The emerging AI agents war
Amazon kicks it off
Mark Palko sent me news that Amazon obtained an injunction against Perplexity's shopping bot (link).
Perplexity is best known as a pioneer of AI-assisted web search, a product that I'd confidently say will find its market. It will succeed not because it delivers better search results, but because it offers a far more natural, far simpler user experience.
The recent news concerns something else – Perplexity's shopping bot that browses around and shop for things on behalf of users. This shopping bot is an example of an "AI agent," a term you must have heard of if you follow any tech news.
First, here's an incidental demonstration of my point about AI search.
Doing researching for this post, I typed keywords like "Perplexity shopping with Comet" in a traditional search engine, yielding pages upon pages of recent pieces about Amazon's lawsuit, despite my deliberate omission of the word "Amazon" or anything legal. Using an AI chatbot, with a prompt like "I want to find links to articles that introduce the Comet browser shopping feature offered by Perplexity starting last year. I don't want recent links about Amazon's lawsuit", I got exactly what I wanted. Here's a link to an article about the Comet shopping feature. (It's an "ad" by a company in the AI agent space, which is a different issue altogether.)
Based on currently available products, an AI agent is an automated workflow. In the article linked above, Perplexity Comet's edge is said to be:
Instead of waiting for your next search query, it actively completes tasks, negotiates purchases, and automates shopping workflows that previously required dozens of manual steps.

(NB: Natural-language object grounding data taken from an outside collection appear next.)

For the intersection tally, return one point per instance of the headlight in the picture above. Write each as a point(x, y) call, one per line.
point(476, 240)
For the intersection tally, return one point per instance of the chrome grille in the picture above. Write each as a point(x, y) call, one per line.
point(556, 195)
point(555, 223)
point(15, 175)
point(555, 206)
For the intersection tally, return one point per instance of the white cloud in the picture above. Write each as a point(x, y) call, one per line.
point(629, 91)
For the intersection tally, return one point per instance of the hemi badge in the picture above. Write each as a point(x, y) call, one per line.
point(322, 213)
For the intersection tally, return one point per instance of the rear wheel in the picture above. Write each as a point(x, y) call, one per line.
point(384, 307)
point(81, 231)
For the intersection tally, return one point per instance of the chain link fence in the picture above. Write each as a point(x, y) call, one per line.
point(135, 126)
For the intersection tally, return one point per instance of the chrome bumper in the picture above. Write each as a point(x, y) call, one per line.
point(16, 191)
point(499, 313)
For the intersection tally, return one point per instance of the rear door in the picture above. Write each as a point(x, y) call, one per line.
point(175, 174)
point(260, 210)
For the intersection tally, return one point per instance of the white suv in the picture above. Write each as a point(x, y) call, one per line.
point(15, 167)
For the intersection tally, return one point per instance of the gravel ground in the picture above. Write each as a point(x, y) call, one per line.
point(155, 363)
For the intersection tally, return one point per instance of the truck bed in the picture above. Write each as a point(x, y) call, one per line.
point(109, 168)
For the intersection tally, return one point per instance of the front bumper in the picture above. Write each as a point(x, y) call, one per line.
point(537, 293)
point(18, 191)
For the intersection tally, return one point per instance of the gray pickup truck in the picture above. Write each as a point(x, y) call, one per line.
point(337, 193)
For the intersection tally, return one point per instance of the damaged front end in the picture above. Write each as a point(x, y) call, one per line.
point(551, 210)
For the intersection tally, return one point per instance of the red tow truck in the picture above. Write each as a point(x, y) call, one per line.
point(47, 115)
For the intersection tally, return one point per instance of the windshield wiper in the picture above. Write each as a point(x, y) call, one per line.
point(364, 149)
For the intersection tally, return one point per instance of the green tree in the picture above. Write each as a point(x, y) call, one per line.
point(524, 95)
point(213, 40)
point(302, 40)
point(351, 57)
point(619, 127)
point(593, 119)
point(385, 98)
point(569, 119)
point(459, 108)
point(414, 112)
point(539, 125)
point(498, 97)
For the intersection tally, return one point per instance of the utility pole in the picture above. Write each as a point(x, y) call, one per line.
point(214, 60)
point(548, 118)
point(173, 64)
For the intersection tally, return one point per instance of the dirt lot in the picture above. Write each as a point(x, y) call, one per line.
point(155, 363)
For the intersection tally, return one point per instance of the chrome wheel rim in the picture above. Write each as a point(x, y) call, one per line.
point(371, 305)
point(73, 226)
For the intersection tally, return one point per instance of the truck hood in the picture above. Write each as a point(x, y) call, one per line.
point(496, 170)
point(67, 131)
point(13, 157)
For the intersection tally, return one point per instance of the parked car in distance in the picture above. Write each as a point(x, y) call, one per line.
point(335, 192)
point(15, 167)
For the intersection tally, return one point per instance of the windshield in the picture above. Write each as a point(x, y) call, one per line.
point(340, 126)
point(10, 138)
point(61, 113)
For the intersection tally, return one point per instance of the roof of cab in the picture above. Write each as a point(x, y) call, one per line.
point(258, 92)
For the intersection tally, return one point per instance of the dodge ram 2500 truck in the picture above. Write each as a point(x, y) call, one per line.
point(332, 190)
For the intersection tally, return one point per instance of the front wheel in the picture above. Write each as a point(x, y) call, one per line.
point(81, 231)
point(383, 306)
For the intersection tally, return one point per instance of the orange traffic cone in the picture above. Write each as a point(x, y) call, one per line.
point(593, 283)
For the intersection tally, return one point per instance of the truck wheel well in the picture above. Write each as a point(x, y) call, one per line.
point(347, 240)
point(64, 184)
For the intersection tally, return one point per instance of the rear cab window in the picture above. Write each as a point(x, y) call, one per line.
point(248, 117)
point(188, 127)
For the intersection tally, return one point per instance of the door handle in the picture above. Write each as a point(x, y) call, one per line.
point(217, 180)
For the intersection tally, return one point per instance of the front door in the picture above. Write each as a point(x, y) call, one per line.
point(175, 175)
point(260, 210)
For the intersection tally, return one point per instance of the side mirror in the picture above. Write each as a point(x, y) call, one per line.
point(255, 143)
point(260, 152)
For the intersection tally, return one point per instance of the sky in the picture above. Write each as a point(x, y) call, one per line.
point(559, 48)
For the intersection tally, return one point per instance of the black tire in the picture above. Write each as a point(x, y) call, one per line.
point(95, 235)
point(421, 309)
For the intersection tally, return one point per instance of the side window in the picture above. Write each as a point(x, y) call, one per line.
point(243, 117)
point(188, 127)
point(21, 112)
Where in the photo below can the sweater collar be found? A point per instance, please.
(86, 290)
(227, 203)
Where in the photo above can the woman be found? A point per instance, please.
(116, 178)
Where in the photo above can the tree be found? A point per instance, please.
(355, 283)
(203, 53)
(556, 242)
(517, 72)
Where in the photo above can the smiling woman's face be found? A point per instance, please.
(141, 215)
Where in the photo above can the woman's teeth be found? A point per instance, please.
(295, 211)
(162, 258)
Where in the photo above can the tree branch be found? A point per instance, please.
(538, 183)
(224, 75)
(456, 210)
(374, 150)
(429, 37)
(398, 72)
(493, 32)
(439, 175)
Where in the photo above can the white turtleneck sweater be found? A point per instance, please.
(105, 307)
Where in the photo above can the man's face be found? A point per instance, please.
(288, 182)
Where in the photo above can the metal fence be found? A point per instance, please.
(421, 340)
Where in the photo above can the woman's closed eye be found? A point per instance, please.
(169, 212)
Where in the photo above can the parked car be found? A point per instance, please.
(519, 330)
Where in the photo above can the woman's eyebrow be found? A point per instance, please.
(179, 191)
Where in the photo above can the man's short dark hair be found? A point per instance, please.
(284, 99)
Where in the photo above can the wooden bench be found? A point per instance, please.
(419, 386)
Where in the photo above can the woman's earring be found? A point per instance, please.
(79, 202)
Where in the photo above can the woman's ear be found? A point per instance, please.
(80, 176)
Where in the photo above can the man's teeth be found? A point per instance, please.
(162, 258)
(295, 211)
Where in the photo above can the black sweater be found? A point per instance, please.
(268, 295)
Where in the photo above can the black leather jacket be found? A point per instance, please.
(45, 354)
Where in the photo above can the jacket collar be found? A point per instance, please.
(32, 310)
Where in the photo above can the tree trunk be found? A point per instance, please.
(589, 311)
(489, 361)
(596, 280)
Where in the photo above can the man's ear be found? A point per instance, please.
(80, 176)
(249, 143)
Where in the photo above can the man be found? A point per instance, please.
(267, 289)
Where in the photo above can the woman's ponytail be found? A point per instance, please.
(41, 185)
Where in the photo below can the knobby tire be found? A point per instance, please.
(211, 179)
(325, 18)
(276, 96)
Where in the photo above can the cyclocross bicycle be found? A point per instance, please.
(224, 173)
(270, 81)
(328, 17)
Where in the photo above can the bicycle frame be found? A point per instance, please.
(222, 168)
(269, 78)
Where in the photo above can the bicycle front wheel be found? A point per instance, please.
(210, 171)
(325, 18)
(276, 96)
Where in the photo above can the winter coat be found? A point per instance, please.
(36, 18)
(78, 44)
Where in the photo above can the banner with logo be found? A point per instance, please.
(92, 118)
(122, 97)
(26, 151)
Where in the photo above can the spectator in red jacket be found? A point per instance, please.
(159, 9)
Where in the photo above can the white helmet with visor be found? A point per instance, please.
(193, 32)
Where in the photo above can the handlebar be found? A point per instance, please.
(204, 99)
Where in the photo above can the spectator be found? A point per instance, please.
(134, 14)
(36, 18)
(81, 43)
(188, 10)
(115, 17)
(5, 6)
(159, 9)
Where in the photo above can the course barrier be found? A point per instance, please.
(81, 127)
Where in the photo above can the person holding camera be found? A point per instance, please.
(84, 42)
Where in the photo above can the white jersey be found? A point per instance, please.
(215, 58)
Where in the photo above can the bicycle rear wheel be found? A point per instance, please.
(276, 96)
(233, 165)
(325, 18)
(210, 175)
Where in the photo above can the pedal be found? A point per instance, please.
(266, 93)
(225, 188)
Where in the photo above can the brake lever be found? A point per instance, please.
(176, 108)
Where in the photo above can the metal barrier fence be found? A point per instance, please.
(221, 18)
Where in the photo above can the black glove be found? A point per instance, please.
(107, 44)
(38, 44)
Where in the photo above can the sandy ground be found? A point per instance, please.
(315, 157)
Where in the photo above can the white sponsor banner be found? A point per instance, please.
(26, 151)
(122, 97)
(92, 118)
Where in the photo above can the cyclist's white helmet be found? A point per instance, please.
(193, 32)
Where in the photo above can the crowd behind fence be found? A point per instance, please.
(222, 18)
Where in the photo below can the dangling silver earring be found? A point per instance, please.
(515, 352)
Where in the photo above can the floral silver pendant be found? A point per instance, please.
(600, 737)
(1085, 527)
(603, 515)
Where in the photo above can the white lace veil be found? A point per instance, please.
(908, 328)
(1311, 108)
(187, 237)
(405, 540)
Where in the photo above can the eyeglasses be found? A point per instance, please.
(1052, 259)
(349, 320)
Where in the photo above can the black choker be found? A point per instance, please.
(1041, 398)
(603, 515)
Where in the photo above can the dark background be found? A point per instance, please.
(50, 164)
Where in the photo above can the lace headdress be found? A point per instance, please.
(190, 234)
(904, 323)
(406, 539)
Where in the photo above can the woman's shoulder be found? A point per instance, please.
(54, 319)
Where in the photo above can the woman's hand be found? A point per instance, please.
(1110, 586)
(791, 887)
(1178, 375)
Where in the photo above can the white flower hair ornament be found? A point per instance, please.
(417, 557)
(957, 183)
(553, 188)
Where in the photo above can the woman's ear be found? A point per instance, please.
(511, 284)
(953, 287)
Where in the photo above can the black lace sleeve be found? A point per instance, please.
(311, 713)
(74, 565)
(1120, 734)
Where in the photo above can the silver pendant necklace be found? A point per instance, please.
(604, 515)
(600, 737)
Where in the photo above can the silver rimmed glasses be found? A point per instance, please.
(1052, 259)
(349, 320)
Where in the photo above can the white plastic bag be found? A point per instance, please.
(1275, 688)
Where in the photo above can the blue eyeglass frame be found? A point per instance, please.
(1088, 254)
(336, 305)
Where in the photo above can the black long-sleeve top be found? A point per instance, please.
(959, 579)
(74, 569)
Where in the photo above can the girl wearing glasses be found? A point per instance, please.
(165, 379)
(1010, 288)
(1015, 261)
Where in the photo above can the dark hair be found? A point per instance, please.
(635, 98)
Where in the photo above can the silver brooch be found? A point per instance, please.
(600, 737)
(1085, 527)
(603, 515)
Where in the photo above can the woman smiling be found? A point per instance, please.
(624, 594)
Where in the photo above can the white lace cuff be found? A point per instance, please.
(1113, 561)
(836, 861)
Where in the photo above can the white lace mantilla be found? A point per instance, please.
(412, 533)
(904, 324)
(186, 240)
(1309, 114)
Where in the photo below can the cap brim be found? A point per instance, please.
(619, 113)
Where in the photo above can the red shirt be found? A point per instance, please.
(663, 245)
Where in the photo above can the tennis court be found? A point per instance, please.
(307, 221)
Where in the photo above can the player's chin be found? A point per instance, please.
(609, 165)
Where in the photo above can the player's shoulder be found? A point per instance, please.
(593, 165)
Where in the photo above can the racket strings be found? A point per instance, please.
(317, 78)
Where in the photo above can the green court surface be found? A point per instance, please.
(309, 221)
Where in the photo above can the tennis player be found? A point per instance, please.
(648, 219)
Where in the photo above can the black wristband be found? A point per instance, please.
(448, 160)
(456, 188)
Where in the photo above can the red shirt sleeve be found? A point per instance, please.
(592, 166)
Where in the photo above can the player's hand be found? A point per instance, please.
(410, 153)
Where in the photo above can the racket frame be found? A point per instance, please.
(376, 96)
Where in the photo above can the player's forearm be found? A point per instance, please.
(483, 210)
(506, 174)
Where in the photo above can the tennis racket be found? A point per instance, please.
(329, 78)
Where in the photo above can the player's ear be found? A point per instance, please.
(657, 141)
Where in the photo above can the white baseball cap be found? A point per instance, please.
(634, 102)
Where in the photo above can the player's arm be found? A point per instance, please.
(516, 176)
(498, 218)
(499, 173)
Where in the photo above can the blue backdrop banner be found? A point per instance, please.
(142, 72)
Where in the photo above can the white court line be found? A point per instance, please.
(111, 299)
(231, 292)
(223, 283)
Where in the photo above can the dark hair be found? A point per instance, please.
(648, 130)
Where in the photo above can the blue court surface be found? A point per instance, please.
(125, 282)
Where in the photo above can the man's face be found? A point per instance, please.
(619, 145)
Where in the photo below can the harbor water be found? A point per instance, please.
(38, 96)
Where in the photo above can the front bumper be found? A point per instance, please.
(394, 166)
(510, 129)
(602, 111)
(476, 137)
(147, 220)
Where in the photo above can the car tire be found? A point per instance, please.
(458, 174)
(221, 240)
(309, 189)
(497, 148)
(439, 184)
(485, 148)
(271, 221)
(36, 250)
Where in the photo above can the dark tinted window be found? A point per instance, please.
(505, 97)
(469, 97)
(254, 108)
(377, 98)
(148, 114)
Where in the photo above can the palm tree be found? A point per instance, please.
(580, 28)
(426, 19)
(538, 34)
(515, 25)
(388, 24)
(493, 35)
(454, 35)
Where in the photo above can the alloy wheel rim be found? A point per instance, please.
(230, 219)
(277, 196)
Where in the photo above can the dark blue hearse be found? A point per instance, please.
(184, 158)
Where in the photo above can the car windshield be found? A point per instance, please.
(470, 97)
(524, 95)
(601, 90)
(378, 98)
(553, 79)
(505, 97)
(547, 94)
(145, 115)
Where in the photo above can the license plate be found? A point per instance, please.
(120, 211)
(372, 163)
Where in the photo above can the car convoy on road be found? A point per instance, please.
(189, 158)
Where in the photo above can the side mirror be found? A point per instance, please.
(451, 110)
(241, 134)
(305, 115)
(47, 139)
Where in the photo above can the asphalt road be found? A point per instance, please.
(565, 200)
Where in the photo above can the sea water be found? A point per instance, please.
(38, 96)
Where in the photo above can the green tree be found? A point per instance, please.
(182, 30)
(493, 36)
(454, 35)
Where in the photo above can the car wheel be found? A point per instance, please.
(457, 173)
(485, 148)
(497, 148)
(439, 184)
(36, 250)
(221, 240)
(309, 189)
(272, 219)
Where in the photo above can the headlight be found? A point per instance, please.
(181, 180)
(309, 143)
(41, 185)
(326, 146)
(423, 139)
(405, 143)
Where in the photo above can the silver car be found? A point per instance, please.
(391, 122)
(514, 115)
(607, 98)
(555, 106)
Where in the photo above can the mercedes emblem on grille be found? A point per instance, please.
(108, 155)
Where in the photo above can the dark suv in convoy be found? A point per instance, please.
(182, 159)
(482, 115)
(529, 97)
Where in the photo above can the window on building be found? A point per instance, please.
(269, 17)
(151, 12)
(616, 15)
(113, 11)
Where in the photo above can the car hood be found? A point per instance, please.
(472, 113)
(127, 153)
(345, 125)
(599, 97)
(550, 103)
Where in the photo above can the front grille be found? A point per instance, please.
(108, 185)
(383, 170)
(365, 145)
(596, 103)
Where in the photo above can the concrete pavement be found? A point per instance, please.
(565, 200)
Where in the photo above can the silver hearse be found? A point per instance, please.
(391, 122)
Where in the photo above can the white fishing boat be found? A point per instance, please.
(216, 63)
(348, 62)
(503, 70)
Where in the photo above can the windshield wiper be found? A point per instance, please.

In the course of online shopping, one might start with an idea of what to buy. Then, one might find articles written about the "best" items in that category, noting pros and cons, and prices. One might then shortlist some options, and pick one. Then, one might select a retailer that sells the selected item, figure out its shipping and return policies, and if satisfactory, complete the transaction.
Perplexity's Comet browser does all these tasks:
The AI agent can auto-fill forms, conduct multi-site research, aggregate reviews, compare pricing, and — critically for commerce — initiate and complete purchase transactions.
It's time to introduce the naughty word: "scraping". This is the crux of Amazon's grievance.
In order for Comet (or any other AI agent) to fulfill those tasks, it must navigate around websites, extract data from webpages, analyze the data, and make decisions. Extracting data from webpages is the well-known activity known as "web scraping".
Web scraping is a strange beast. It has no reason to exist and yet, it's everywhere. When the data science field was created some 15 years ago, a common starting point of a textbook teaching Python is web scraping. Open up some webpage, and grab the data on the page.
Imagine you're the owner of a small on-line seller of widgets. An engineer at a competitor writes a web scraper to compile a database of the products you sell, and the prices. This scraper browses your website page by page, extracting the product and pricing information.
As the owner, you either consider your product pricing catalog confidential or public information.
Most retailers treat it as trade secret – if you take a notepad and start jotting down every product and price in a Walmart or Target, you'd most likely be stopped. Ditto, most online retailers deploy technology to detect and block web scrapers, typically by refusing to serve them webpages (403 errors). These retailers act as if the information presented publicly is protected. This stance has led to an arms race, as developers work around the anti-scraping tech. Regardless of one's view on this, we can agree that if the retailers treat their product catalogs as trade secrets, anyone trying to scrape the data is acting against the retailers' wishes, and may face legal jeopardy. (I never understood why college professors taught web scraping as the first example of a python script.)
Alternatively, some retailers might view their product pricing data as public information, so that they are okay with third-party access. In this world, web scraping bears no legal risk, but it is a poor technical solution nonetheless. The proper approach is to create APIs so that developers can register themselves and request the data they want in an open, orderly fashion.
All retailers have databases that hold their product and pricing data. Their websites grab data from these databases, and present them in nice formats to customers. Web scraping code grabs the data, together with the layers of formatting, spread out across hundreds and thousands of pages, and then removes the packaging, and merges the page-level data, restoring the structure of data. If successful, the output of the web scraper is similar to what the retailers hold in their databases! In practice, it's an inexact copy of the retailers' databases, riddled with errors. If these retailers consent to sharing the data, there are better ways to organize the data exchange.
Whether the retailers condone or condemn web scraping, there is still no reason to use it.
The emergence of AI agents brings this touchy subject to the forefront. The only way shopping bots can function is if they are allowed to browse around websites, collecting data. If Amazon's lawsuit succeeds, it kills not only Perplexity's bot, but also all others.